The impact analysis assesses the effect of a prospective licensee’s operation on the environment and documents the applicant’s impact on traffic congestion, public transportation, private motor vehicles and noise in the city area.

It is thought that these regulations—notably a comprehensive account of the environmental impact tens of thousands of Uber and Lyft vehicles have on the city's environment—would complicate, if not prove detrimental, to the ride-share companies.

City Council Speaker Corey Johnson said agency representatives testified to the council in September 2019 that they were working on implementing the law.

“The council passed laws regulating for-hire vehicles with the expectation that the TLC would implement and enforce them as soon as possible, so it's frustrating to hear this is taking so long,” Johnson said. “I urge the TLC to take action quickly to fix this situation and comply with the law we passed.”

Bronx Councilman Ruben Diaz Sr., who introduced the bill, has called on Attorney General Letitia James to investigate what he said is lack of oversight by the TLC.

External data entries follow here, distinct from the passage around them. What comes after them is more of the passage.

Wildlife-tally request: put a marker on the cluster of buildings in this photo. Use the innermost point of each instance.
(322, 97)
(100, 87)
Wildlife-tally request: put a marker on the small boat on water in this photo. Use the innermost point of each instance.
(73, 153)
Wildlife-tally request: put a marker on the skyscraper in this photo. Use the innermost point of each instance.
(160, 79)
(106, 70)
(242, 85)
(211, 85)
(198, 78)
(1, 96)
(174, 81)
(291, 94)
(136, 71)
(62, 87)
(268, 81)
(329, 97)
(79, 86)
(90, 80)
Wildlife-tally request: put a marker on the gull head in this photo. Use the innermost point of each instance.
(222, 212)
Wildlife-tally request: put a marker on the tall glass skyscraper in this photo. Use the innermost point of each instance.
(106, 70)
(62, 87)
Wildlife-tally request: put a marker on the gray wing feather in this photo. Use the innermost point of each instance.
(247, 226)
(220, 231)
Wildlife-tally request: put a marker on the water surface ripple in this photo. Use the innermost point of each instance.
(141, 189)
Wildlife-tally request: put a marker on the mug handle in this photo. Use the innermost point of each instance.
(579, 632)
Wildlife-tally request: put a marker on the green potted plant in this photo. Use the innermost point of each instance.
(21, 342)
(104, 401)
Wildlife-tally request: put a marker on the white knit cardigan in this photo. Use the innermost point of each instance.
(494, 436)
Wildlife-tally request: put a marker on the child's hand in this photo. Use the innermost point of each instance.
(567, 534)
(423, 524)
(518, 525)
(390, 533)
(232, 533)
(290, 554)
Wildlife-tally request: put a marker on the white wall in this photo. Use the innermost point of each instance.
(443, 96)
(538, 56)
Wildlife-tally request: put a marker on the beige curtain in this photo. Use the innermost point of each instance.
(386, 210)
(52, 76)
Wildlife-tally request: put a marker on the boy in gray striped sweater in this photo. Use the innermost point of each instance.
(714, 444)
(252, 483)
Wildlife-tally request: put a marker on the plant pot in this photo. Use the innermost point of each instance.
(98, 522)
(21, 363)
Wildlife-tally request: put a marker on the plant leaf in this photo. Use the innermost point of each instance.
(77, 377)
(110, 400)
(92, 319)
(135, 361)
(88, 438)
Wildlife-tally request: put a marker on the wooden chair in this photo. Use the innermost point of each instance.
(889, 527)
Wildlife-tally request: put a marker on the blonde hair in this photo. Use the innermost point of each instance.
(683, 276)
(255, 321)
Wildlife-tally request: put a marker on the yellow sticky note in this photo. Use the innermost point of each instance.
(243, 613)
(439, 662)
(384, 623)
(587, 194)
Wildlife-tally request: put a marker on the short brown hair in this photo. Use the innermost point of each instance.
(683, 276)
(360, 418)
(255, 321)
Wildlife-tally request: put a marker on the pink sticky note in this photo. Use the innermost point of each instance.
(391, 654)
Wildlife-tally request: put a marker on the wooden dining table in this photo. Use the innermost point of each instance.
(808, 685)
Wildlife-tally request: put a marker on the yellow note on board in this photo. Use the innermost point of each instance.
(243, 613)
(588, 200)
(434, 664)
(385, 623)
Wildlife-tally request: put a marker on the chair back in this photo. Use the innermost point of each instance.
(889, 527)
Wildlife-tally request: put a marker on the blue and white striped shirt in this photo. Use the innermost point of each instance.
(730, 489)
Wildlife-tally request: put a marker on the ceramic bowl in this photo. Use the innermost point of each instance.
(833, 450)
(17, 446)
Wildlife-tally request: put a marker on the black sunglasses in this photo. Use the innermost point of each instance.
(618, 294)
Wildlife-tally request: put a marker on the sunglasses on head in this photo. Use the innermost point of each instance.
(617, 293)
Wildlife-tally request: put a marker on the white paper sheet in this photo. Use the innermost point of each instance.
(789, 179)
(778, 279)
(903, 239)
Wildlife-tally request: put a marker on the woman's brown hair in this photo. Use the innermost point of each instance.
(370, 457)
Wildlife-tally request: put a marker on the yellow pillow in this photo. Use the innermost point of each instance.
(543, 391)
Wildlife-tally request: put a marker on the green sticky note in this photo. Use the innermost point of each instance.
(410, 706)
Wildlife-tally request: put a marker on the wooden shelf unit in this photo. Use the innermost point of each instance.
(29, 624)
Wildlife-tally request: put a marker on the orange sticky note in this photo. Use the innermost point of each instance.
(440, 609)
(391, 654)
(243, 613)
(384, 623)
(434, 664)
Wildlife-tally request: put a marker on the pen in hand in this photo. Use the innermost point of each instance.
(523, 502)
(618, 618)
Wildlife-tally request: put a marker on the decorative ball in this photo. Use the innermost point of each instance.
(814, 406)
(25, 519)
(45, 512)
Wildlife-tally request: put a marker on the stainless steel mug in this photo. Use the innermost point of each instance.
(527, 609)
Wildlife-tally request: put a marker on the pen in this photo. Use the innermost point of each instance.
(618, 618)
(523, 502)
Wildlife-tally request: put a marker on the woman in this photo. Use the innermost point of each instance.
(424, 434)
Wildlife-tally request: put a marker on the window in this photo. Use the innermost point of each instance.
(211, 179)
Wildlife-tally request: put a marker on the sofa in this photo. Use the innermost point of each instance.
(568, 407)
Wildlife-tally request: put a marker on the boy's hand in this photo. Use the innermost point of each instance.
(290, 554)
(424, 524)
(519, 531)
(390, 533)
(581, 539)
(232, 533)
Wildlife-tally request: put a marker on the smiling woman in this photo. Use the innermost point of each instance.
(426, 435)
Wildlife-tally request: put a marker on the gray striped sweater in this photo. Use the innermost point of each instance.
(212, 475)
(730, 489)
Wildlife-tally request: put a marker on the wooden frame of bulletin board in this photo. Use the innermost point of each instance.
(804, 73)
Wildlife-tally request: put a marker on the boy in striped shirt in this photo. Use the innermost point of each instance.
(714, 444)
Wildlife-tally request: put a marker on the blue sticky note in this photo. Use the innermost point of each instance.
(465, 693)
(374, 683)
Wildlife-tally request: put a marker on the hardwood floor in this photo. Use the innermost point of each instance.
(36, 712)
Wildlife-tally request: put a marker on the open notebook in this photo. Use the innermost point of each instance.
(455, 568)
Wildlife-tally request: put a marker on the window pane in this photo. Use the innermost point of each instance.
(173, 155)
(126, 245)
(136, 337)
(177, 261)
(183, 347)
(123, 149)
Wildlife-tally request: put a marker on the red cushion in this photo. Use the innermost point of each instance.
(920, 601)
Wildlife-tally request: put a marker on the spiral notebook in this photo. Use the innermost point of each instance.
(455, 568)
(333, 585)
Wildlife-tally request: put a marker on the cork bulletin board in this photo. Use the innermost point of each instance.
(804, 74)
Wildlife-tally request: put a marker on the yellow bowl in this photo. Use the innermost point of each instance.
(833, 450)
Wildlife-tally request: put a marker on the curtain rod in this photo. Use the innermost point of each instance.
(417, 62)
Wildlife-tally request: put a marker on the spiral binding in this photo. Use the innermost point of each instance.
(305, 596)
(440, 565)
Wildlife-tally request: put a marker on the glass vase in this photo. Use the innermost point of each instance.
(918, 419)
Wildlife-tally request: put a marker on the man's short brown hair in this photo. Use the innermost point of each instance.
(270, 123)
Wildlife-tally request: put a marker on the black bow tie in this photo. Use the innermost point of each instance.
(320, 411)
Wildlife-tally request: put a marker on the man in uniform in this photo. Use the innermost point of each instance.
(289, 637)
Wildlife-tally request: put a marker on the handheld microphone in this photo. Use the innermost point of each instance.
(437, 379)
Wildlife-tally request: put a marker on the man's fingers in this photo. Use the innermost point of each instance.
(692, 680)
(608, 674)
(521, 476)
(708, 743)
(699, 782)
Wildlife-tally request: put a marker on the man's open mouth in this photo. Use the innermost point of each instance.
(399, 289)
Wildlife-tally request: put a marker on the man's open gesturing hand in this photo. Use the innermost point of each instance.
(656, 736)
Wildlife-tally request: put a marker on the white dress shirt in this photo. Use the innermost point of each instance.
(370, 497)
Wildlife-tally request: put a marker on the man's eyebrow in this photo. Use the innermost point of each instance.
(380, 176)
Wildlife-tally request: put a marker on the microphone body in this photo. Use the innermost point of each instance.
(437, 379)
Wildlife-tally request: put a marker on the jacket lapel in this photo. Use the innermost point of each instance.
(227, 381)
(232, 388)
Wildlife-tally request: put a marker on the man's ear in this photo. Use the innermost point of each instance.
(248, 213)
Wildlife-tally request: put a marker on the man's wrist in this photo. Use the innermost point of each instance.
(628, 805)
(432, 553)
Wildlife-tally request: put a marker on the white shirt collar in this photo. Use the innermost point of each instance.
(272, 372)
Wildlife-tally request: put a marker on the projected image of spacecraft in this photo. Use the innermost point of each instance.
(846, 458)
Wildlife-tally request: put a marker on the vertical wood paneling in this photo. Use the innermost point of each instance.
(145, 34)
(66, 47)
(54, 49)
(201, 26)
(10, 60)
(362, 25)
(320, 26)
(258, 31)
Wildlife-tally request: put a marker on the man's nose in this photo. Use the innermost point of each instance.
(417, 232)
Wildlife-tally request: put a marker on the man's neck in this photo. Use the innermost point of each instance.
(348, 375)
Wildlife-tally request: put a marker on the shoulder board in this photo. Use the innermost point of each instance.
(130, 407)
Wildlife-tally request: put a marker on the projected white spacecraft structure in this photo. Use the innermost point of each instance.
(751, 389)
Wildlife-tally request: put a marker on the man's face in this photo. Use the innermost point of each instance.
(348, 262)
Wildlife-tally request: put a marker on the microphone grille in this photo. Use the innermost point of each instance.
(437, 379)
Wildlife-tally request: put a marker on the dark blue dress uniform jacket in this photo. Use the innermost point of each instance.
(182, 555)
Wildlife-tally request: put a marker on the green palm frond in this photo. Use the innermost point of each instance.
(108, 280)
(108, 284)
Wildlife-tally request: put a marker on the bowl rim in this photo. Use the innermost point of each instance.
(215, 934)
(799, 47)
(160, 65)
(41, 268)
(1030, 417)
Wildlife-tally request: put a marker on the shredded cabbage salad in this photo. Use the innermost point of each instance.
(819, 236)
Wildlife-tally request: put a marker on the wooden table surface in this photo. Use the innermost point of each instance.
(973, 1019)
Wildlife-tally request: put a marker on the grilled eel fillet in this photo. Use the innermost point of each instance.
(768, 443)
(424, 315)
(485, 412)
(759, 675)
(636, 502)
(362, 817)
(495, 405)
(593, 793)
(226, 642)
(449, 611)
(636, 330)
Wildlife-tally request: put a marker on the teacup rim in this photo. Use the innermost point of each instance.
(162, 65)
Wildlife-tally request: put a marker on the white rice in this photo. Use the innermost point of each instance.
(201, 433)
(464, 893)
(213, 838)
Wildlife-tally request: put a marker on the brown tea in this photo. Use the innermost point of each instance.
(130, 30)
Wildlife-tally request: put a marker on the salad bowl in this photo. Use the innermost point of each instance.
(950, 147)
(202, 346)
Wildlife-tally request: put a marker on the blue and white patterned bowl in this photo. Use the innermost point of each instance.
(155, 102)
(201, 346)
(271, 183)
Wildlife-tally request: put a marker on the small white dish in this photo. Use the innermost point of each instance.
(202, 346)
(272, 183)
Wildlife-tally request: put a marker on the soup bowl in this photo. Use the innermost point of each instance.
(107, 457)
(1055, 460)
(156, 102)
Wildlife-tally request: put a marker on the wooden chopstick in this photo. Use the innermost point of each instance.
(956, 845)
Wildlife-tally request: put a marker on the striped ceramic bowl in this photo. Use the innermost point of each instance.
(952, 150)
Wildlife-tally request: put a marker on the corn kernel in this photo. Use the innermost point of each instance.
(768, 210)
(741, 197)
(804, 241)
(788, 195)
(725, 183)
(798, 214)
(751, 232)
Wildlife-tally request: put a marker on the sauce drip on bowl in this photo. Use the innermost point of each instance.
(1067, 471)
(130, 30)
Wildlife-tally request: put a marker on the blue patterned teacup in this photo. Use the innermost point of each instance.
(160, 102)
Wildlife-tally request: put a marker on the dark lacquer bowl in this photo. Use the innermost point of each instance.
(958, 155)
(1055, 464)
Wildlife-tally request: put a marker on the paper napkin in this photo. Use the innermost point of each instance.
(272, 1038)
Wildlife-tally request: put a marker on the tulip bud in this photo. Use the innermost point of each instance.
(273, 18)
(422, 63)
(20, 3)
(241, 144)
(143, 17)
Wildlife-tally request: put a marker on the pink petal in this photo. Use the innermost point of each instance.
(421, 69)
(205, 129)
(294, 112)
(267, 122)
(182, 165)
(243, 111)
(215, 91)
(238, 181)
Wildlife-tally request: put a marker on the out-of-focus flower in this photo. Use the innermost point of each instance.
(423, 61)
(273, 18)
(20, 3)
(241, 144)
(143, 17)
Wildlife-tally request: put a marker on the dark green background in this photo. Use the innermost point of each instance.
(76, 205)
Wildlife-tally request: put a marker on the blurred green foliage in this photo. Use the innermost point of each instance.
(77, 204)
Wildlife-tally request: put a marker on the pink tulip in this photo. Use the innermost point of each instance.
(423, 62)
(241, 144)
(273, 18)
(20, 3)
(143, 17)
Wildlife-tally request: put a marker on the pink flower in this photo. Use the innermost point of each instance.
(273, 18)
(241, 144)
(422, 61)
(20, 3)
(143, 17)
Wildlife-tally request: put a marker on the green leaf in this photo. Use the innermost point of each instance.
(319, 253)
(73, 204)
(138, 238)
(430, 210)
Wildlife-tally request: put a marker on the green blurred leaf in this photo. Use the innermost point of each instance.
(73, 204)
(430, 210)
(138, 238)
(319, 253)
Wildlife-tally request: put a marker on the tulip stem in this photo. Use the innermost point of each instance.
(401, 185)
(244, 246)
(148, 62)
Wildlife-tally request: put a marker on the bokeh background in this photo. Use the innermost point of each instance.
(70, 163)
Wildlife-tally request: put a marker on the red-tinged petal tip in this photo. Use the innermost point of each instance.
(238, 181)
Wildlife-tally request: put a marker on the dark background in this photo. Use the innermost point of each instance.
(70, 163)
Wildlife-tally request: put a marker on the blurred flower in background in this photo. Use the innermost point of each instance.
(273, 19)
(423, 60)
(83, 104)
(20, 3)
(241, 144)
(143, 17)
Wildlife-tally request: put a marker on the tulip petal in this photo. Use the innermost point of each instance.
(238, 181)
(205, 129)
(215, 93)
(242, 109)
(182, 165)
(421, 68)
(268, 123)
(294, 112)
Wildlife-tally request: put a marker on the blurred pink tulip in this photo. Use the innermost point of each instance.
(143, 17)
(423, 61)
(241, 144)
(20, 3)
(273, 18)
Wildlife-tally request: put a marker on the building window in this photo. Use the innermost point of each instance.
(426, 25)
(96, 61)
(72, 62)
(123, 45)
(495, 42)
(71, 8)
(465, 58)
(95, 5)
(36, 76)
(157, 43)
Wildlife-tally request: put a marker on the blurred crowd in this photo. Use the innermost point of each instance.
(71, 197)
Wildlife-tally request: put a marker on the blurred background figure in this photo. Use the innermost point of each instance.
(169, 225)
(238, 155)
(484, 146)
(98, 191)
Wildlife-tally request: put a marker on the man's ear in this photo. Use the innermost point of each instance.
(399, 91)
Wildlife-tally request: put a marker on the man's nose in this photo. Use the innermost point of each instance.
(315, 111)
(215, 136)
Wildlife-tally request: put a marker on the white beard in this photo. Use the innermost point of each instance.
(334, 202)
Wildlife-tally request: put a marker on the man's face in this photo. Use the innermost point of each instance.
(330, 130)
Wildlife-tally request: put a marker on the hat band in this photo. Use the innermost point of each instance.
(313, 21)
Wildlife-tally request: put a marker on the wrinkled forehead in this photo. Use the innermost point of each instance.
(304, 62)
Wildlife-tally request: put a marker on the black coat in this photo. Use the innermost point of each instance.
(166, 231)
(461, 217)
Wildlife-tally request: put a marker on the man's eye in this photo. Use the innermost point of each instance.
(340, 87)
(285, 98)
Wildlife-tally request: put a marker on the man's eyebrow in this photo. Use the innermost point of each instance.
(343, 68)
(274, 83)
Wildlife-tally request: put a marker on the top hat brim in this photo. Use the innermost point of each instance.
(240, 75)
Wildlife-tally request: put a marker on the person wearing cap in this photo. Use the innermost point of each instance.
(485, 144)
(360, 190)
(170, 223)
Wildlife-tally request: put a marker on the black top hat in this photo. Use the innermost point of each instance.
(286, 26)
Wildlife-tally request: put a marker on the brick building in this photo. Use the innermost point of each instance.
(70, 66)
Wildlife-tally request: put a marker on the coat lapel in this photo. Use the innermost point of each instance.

Councilman Ritchie J. Torres, who chairs the Oversights and Investigations Committee, said he was “deeply disturbed” by the allegations that the TLC is circumventing local law.

“No agency gets to pick and choose the laws it wishes to follow,” Torres spokesman Raymond Rodriguez said. “The TLC has an obligation to faithfully follow all local laws, and Local Law 149 is by no means an exception.”

For medallion owners, who have seen their livelihood altered in the face of the ride-share onslaught, the failure of the TLC and the de Blasio administration to implement Local Law 149 has dramatically altered the city’s transportation landscape.

“They damaged public transportation, increased pollution, increased congestion, destroyed a $15 billion taxi medallion franchise and created poverty among all the drivers,” Protz said. “And they’ve done all that for nothing.”